Tuesday, February 24, 2015

The Castle of Otranto


The only novel that Horace Walpole ever wrote, The Castle of Otranto is famously celebrated as the text that announced the arrival of the Gothic genre in literature in 1764. It was the first novel to feature madness, violence, and the supernatural and being set in a medieval castle in Italy, it became the guidelines that other gothic works followed. 

There is a prophecy that proclaims that the rightful heir to the province of Otranto will someday return. For the tyrannical prince Manfred, currently ruling the dominion, this is fearful news but the efforts he takes to prevent its fruition are what ensure his and his family’s destruction. After the mysterious and grotesque death of his son Conrad on the day of his nuptials, Manfred determines to keep his bloodline going by marrying Conrad’s bride-to-be Isabella. Poor, terrified Isabella flees through the secret passages of the castle and Manfred’s pursuit of her comes to further terror when ghostly images appear to haunt the castle’s inhabitants. 

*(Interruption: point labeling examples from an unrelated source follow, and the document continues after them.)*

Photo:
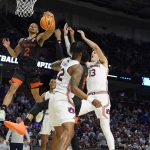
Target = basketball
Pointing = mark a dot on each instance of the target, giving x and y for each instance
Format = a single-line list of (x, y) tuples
[(47, 22)]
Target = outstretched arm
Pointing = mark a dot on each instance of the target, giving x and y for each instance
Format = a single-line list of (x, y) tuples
[(42, 37), (59, 47), (67, 42), (56, 65), (96, 48), (13, 52), (71, 31)]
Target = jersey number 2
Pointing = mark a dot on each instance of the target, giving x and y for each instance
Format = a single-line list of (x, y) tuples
[(27, 51), (62, 72)]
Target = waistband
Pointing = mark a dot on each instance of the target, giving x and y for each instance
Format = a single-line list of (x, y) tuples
[(99, 92)]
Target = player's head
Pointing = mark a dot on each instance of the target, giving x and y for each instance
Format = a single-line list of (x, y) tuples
[(33, 28), (94, 56), (18, 120), (52, 84), (78, 49)]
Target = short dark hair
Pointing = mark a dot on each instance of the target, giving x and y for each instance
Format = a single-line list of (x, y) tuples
[(78, 47)]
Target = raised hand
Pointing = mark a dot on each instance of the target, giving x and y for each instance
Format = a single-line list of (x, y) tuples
[(6, 42), (71, 31), (48, 13), (81, 33), (66, 29), (58, 34), (96, 103)]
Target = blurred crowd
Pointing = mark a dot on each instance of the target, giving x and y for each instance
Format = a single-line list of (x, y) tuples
[(124, 55), (130, 123)]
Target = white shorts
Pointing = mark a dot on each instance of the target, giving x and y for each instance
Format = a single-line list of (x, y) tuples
[(61, 110), (102, 112), (46, 127)]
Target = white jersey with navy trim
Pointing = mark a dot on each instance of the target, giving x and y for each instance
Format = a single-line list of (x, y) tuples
[(97, 78), (47, 97), (63, 77)]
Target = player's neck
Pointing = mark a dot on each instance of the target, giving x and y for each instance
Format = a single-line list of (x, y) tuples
[(31, 35), (78, 58)]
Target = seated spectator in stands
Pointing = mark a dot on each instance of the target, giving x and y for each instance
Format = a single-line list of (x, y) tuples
[(17, 140)]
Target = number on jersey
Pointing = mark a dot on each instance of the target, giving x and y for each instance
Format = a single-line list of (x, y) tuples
[(27, 51), (92, 72), (60, 75)]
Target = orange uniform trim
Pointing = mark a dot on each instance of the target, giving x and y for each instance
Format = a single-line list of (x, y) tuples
[(15, 80), (35, 85)]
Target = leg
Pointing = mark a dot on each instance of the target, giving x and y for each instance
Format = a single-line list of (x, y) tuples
[(38, 107), (66, 136), (105, 125), (55, 137), (104, 116), (44, 140), (86, 107), (8, 100), (75, 143)]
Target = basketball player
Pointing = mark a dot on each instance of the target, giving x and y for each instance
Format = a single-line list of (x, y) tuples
[(27, 52), (46, 128), (61, 108), (97, 86)]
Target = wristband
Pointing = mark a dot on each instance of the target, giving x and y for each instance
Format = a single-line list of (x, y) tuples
[(90, 99)]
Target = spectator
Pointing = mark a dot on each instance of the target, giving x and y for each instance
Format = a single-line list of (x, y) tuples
[(16, 139)]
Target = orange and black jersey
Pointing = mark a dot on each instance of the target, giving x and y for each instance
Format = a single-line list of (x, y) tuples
[(30, 51)]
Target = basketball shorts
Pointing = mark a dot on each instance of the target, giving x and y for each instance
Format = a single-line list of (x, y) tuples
[(77, 103), (61, 110), (29, 74), (102, 112), (46, 128)]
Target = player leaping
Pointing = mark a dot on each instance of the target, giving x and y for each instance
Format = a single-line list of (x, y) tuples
[(27, 52), (97, 86)]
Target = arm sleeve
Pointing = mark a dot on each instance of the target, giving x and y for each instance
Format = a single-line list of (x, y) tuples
[(27, 136), (59, 50), (8, 135), (67, 44)]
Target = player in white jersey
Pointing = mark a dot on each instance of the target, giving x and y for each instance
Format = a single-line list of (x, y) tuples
[(46, 127), (98, 87), (61, 106)]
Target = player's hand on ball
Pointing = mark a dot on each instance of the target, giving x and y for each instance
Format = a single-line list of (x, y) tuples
[(81, 33), (47, 13), (71, 31), (6, 42), (66, 29), (96, 103), (58, 34)]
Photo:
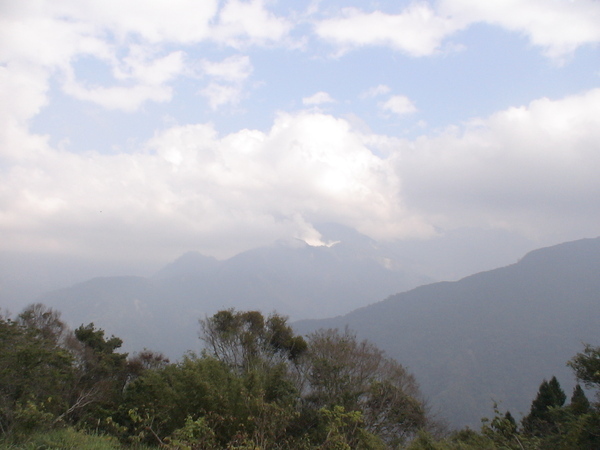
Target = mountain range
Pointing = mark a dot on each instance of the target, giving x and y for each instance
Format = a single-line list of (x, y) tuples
[(161, 312), (490, 337)]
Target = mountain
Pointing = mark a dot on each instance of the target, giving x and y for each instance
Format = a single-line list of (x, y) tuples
[(161, 312), (490, 337)]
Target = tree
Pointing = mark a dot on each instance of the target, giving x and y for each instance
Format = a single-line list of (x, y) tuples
[(579, 402), (246, 340), (587, 366), (541, 420), (342, 371), (35, 374)]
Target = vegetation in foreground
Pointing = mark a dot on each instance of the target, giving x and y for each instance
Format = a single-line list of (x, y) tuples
[(257, 386)]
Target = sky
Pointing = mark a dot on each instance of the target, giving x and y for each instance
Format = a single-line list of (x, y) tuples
[(144, 129)]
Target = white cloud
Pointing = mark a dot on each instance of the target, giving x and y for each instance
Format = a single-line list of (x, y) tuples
[(417, 31), (194, 189), (219, 95), (559, 27), (233, 69), (230, 75), (318, 99), (181, 21), (527, 168), (149, 75), (398, 104), (243, 23), (376, 91)]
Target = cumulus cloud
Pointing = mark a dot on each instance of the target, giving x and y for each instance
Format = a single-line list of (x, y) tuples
[(318, 99), (530, 168), (150, 77), (228, 76), (248, 23), (196, 187), (559, 27), (376, 91), (417, 31), (398, 104), (524, 168)]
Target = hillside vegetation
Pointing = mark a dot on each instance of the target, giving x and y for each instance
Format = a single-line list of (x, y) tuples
[(256, 386)]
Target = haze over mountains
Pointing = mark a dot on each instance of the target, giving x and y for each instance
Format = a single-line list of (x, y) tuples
[(293, 278), (492, 336)]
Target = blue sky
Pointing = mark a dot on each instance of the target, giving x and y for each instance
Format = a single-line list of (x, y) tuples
[(144, 129)]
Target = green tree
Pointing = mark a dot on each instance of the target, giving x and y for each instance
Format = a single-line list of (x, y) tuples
[(343, 371), (587, 366), (579, 402), (246, 340), (541, 418), (35, 375)]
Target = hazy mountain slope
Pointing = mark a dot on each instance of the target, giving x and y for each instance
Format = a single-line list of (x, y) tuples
[(492, 336), (292, 278)]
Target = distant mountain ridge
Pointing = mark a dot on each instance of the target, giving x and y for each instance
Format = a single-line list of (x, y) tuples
[(492, 336), (161, 312)]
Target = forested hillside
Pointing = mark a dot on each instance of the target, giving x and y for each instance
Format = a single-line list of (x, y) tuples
[(257, 385), (293, 278), (493, 336)]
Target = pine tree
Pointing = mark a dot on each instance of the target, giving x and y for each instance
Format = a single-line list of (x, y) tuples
[(540, 420), (579, 402)]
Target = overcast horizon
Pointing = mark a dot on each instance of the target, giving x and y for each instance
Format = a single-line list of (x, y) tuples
[(142, 130)]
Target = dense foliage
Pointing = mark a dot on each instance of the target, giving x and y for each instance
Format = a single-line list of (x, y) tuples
[(256, 386)]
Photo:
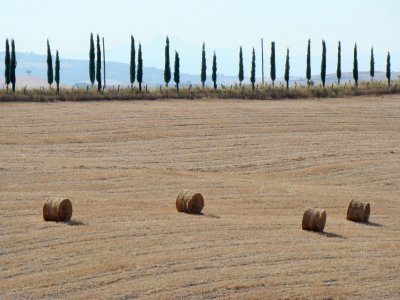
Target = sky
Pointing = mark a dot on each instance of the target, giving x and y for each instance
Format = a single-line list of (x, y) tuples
[(224, 25)]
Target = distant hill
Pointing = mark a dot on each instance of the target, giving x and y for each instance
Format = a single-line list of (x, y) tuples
[(32, 68)]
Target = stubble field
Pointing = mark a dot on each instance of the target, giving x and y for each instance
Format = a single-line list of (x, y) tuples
[(258, 164)]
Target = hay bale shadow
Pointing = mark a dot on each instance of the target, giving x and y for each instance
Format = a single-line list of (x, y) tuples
[(205, 215), (369, 224), (75, 223), (212, 216), (331, 235)]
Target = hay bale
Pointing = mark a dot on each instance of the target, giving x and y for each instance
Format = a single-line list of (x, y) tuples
[(358, 211), (189, 202), (58, 210), (314, 219)]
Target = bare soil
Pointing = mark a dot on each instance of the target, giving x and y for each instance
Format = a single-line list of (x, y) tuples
[(258, 164)]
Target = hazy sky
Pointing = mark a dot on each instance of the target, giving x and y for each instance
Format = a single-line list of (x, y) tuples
[(224, 25)]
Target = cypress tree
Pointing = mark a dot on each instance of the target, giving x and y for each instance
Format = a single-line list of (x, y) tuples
[(133, 62), (98, 65), (7, 64), (273, 65), (57, 75), (388, 68), (339, 66), (308, 70), (214, 71), (323, 64), (176, 71), (167, 69), (49, 65), (253, 70), (13, 65), (355, 66), (92, 68), (372, 65), (140, 68), (287, 69), (203, 65), (241, 69)]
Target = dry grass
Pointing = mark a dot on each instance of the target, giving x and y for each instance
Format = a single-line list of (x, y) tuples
[(262, 92), (258, 164)]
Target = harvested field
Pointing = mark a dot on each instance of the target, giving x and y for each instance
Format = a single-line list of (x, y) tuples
[(258, 164)]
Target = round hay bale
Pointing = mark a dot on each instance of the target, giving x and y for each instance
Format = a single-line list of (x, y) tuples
[(58, 210), (189, 202), (314, 219), (358, 211)]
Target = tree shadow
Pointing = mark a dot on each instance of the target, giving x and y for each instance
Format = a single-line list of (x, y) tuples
[(75, 223), (331, 235), (206, 215), (371, 224)]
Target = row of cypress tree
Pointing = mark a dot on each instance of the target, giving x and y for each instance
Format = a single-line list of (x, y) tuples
[(203, 76), (95, 69), (339, 65)]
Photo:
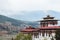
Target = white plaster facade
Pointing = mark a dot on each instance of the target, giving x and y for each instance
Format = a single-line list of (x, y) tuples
[(40, 37)]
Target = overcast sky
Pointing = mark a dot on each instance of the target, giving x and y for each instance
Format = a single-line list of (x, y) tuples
[(29, 10)]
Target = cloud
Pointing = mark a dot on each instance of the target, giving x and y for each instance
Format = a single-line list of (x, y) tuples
[(28, 9)]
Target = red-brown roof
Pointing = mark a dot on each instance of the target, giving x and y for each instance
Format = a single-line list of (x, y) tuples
[(30, 29)]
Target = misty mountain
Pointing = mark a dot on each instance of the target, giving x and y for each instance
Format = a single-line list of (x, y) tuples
[(15, 22)]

During his writing of this book, Walpole was so concerned about its reception that he released it under a pseudonym and claimed that it was a translation of an old 16th-century Italian transcript. These actions are understandable when we consider that the story was quite different during the time of its release, but then again English audiences had seen castles, murder, and the supernatural in Shakespeare’s plays prior to the novel so one can’t help but feel that he needn’t have worried. Right from the start of this story, you’re hooked. Beginning with a most gruesome and mysterious death, the story is as labyrinthine tangle of horror, madness, misinterpretations and coincidences, familial dysfunction, and the supernatural. 
It’s probably best to look at this book as a web made up of finer singular stories that all run in a parallel pattern to the centre point, Manfred. 
Written in the third person register, there is one part of the writing that I found a little confusing to start with: the dialogue. Walpole doesn’t separate his dialogue from the narrative, as in there is not a quotation mark to be seen. Yes, this is confusing at the start, but once you get used to it, you’re fine. 
Because the book is not very lengthy, there is a lot of stuff that’s crammed into it and sometimes it’s almost impossible to find a breathing space and take stock of what’s going on, who’s who, and all that jazz, but the setting, the mystery, and the characters make it all worth it. 
Filled with action, violence, death, drama, romance, misinterpretations, coincidences, horror, madness, and the supernatural, The Castle of Otranto is a wonderful book that sits in a very important chair in literary history. The first Gothic novel, inspiring later such celebrated works like that of Poe, Shelley, Doyle, and du Maurier, it deserves an accolade for that alone. Seriously, we owe a lot to Horace Walpole and this little novel.